Data, Knowledge, Pedagogy: The Age of Machine Learning (short-term project Dec. 7-8, 2018)
Organized by Jeffrey Ahlman, History; Bozena Wellborne, Government
December 7-8, 2018
The advent of the Digital Age (or the “Information Age”) has thrown scholars across a variety of academic disciplines—especially those relying on textual and experiential evidence—into an existential crisis. Not only has this new era seemingly embraced everything quantitative and rooted in scientific materialism; it has also resulted in a rapid change in how societies define, gather, spread, and ultimately interpret information. Furthermore, the shift from analog to digital modalities has implications for the permanence and immutability of the information or “data” generated by scholars and laypeople alike. Once something is created within a digital platform or uploaded into a digital medium, it is infinitely malleable. While that offers up countless possibilities, it also raises the specter of “fake” information with godlike verisimilitude, which further begs what is then knowable.
Yet, the emergence of “data analytics” as a byproduct of advances in machine learning has also returned some of the value to text by essentially quantifying it and facilitating the speedy analysis of vast reams of textual evidence.
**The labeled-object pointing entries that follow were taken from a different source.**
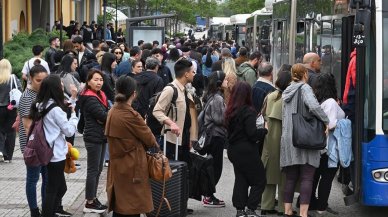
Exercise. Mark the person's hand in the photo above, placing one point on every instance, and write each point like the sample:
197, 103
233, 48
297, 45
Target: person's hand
191, 144
73, 91
175, 129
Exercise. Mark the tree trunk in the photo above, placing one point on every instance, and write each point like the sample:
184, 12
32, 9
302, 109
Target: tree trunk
44, 13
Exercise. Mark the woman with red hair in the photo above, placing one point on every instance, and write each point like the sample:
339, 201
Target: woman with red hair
244, 150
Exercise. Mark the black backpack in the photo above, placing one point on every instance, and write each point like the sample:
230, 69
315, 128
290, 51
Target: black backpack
155, 126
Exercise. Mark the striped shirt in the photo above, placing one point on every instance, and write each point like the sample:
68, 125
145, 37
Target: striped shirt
25, 103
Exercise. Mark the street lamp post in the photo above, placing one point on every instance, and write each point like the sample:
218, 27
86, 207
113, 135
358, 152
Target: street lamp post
1, 29
116, 22
105, 3
61, 27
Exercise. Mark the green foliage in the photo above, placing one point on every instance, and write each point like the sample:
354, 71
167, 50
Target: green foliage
243, 6
19, 49
179, 34
109, 18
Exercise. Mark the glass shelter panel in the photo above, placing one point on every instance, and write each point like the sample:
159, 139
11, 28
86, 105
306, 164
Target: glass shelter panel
385, 70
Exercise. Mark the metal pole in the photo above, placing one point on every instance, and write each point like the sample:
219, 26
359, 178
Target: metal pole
291, 50
61, 28
1, 29
104, 20
116, 18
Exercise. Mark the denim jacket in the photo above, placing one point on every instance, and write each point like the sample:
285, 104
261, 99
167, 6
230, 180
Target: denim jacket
339, 147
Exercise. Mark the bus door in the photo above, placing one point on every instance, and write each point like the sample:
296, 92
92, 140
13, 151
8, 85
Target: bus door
280, 44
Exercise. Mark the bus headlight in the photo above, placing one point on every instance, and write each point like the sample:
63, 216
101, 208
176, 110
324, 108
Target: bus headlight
380, 175
386, 176
377, 175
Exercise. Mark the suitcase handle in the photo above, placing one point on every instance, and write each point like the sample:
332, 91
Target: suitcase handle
165, 144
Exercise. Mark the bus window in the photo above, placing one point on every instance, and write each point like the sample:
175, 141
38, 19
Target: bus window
300, 41
335, 52
384, 58
280, 54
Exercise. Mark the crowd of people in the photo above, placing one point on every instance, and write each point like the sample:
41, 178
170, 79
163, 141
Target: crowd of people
104, 93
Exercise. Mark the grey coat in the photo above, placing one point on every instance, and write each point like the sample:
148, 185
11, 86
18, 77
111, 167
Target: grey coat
214, 115
289, 155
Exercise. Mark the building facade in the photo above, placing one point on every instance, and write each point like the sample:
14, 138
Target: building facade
27, 15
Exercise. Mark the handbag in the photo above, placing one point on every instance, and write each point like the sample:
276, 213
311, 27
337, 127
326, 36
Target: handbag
14, 93
308, 131
204, 132
158, 166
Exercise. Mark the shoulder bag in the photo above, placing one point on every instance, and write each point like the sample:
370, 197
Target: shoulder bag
14, 93
308, 131
204, 131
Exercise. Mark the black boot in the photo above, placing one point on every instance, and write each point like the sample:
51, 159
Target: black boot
35, 212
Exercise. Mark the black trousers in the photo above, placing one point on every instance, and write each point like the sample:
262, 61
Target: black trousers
323, 179
55, 189
246, 177
7, 133
115, 214
217, 151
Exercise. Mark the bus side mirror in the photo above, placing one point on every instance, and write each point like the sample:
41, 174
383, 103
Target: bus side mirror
362, 4
361, 27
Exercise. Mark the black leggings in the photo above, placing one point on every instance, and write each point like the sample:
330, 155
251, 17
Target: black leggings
56, 188
324, 177
217, 151
246, 177
115, 214
293, 173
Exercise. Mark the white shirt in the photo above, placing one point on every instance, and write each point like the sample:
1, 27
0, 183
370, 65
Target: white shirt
333, 112
80, 55
30, 63
56, 127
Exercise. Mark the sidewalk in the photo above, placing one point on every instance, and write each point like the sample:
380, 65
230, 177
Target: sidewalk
13, 201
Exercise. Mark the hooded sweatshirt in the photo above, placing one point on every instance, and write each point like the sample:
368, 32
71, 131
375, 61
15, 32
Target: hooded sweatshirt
289, 155
245, 72
148, 84
56, 126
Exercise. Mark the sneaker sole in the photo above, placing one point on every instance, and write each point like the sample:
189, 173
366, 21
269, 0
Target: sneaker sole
87, 210
62, 215
213, 206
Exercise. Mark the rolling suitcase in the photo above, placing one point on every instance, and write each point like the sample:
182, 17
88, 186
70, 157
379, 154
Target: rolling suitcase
176, 189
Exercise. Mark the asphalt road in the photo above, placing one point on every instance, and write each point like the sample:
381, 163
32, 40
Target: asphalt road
225, 189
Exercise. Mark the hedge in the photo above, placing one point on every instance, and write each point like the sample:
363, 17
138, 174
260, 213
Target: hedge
19, 49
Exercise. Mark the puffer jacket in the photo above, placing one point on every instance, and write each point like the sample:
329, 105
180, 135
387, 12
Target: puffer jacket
245, 72
148, 84
94, 108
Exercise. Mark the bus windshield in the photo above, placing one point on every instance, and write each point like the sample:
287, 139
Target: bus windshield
385, 67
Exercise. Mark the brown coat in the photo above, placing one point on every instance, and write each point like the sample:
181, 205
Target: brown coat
128, 187
163, 105
241, 59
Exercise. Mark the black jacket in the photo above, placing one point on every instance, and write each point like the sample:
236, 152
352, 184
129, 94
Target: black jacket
259, 91
109, 86
244, 138
49, 57
148, 83
88, 60
165, 73
94, 114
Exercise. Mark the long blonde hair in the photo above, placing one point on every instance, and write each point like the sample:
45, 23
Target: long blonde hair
5, 71
229, 66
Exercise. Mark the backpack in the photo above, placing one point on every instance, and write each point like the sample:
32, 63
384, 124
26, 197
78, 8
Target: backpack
155, 126
37, 151
14, 93
85, 67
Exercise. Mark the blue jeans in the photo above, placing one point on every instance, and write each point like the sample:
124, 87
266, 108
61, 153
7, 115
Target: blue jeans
106, 155
32, 179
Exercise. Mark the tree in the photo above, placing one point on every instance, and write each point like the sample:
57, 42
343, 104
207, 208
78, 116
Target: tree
244, 6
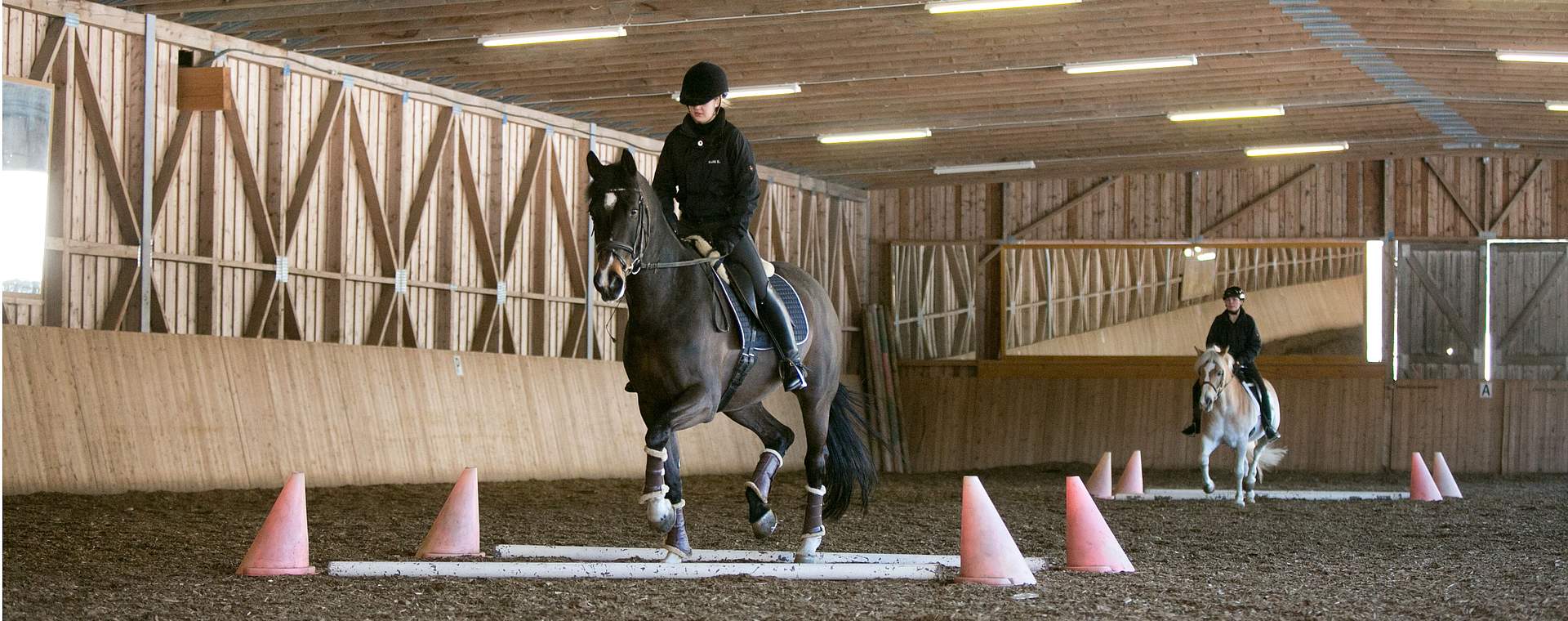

In fact, with the spread and application of machine-learning algorithms across multiple disciplines—from biostatistics and finance to linguistic anthropology—many scholars may find that all you need is “data.” Theory is, then, often seen as optional, with the algorithm gaining the responsibility of “cutting through the noise.” The traditional categories of data, information, knowledge and wisdom sometimes appear to blur.
This short-term Kahn seeks to engage scholars across all three divisions in an exploration of what this growing emphasis on machine learning means for scholarship, pedagogy, and knowledge production more broadly. Key questions we intend to ask include:
- What is data in the Age of Machine Learning and what is our relationship to it?
- How has the rise of Big Data reshaped the types of questions we ask in our work?
- How might the turn to Big Data reinforce inequalities in our teaching and research or even create new forms of inequities in our work?
- How might Big Data force us to rethink key ethical concerns driving our teaching and research?
We have invited Heather Roff, senior research analyst at the National Security Analysis Department at the Johns Hopkins Applied Physics Laboratory, to present publicly and participate in this project. She will speak on “Artificial Epistemiology: Knowledge, Truth, and Value in Machine Learning” on December 7, and will join our group conversation on December 8.